Thyroid hormones modulate hepatic function through regulation of basal metabolic rate in addition; the liver metabolizes the thyroid hormones and regulates their endocrine effects.

Objectives

To assess thyroid functions in children with acute and chronic liver diseases.

Methods

85 studied children were divided into 4 groups; group 1 (20 children) with acute hepatitis (AH), group 2 (20 children) chronic liver disease1 (CLD1; relatively preserved liver functions including Child-Pugh stage A), group 3 (20 children) chronic liver disease2 (CLD2; includes Child-Pugh stage B or C), group 4 (25 children) controls. All groups were subjected to detailed history, physical examination, Complete blood count, liver, renal function tests, viral markers, and thyroid functions (FT3, FT4, TSH).

Results

Free T3 levels were lower in children with AH, CLD1 and CLD2. There was significant increase in TSH serum levels in CLD2.In acute hepatitis a negative correlation between serum free T4 and AST (r = -0.991), positive correlation between serum TSH and AST, VLDL, and cholesterol levels (r= 0.503, 0.533 and 0.498). A positive correlation between free T3 levels and prothrombin concentration (r= 0.991). Negative correlations between free T3 levels and PT, serum bilirubin and LDL serum levels in children with CLD2 (r= -0.992) (r= -0.902) and (r= -0.946)

Conclusion

Acute and chronic liver diseases affect thyroid function in children and is correlated with the disease severity.

Peer Review reports

What is known?

Euthyroid sick syndrome; defined as low fT3, normal or low fT4 and normal or low TSH and subclinical hypothyroidism (SH); defined as a serum TSH concentration above the reference range with normal serum fT4 and fT3 levels were documented in patients with chronic liver disease in adults.

What is new?

  • Very few studies which show the impact of the liver disease in children on the thyroid functions were conducted on children.

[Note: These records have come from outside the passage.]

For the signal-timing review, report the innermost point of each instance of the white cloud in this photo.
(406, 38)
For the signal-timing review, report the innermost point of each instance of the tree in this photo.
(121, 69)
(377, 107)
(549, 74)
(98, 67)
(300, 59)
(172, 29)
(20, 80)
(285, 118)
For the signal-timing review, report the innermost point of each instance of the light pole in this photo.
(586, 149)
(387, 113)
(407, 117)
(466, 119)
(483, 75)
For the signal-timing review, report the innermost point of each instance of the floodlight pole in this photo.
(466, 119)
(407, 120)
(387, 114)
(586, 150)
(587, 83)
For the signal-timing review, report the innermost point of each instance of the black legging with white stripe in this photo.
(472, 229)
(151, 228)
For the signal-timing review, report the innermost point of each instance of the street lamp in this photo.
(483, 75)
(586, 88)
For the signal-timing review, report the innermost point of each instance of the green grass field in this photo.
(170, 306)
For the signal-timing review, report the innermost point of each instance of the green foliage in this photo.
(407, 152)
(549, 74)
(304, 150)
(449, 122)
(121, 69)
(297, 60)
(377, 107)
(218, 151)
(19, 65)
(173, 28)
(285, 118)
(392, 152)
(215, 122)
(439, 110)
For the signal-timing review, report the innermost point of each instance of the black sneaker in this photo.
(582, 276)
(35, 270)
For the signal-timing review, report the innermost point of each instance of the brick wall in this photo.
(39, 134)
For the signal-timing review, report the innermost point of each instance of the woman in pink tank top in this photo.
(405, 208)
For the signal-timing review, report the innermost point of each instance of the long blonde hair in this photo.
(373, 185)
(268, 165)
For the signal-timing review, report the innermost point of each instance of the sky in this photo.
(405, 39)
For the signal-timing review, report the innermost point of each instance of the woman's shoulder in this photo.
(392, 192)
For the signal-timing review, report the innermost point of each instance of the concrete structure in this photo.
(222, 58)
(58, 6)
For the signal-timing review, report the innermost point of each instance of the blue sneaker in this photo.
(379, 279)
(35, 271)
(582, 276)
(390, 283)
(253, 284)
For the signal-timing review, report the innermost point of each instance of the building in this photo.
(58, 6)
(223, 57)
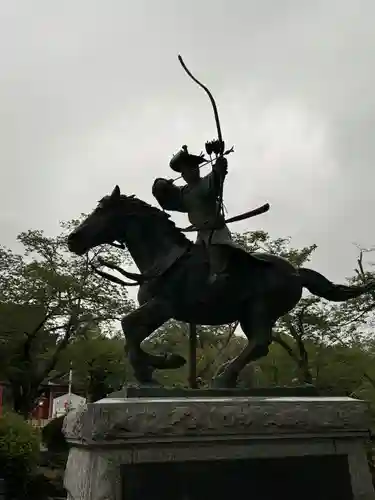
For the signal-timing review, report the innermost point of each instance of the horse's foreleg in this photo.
(137, 326)
(257, 326)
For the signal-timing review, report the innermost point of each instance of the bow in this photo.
(216, 146)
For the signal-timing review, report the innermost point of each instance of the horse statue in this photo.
(173, 284)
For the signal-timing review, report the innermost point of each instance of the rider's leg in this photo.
(217, 263)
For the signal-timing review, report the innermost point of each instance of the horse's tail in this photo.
(320, 286)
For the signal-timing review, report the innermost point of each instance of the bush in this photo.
(19, 453)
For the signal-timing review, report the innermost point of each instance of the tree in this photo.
(98, 363)
(48, 297)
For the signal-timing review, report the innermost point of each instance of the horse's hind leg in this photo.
(257, 326)
(137, 326)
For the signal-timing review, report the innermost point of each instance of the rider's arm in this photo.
(168, 195)
(217, 176)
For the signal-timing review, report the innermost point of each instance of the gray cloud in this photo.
(91, 94)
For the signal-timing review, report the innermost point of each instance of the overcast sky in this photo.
(92, 94)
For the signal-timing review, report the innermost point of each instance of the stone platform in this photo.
(120, 447)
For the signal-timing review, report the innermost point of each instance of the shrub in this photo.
(19, 452)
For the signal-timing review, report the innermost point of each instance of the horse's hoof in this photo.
(221, 382)
(174, 361)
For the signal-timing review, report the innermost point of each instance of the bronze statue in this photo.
(260, 289)
(179, 279)
(200, 199)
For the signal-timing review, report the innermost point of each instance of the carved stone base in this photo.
(112, 437)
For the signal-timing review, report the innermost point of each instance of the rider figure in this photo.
(199, 198)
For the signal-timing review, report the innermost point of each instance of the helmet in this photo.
(184, 158)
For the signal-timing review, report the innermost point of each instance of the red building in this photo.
(51, 390)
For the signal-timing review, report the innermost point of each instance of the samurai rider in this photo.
(199, 198)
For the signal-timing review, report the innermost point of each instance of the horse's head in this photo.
(101, 226)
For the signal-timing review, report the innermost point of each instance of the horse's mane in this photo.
(144, 208)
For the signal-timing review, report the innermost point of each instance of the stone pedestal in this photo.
(144, 448)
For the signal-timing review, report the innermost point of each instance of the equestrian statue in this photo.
(210, 282)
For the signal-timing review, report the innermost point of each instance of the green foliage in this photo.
(48, 298)
(98, 363)
(19, 451)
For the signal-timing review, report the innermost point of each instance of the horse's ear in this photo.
(115, 193)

  • The aim of our work is to study the effect of both acute and chronic liver disease on the thyroid functions in children.

Background

Liver is essential for the synthesis of proteins and the metabolism of various hormones. Thus, liver diseases have been shown to be associated with various endocrinal disturbances [1].

Unfortunately, recognition of liver disease in the pediatric patient remains a major problem. One factor is liver injury manifests in many ways; hence, different disorders have identical initial presentations [2].

Liver plays an important role in the metabolism of thyroid hormones, as it is the most important organ in the peripheral conversion of tetraiodothyronine (T4) to T3 by Type 1 deiodinase conjugation, Moreover, it is involved in thyroid excretion, peripheral deiodination, and synthesis of thyroid-binding globulin (TBG) [3].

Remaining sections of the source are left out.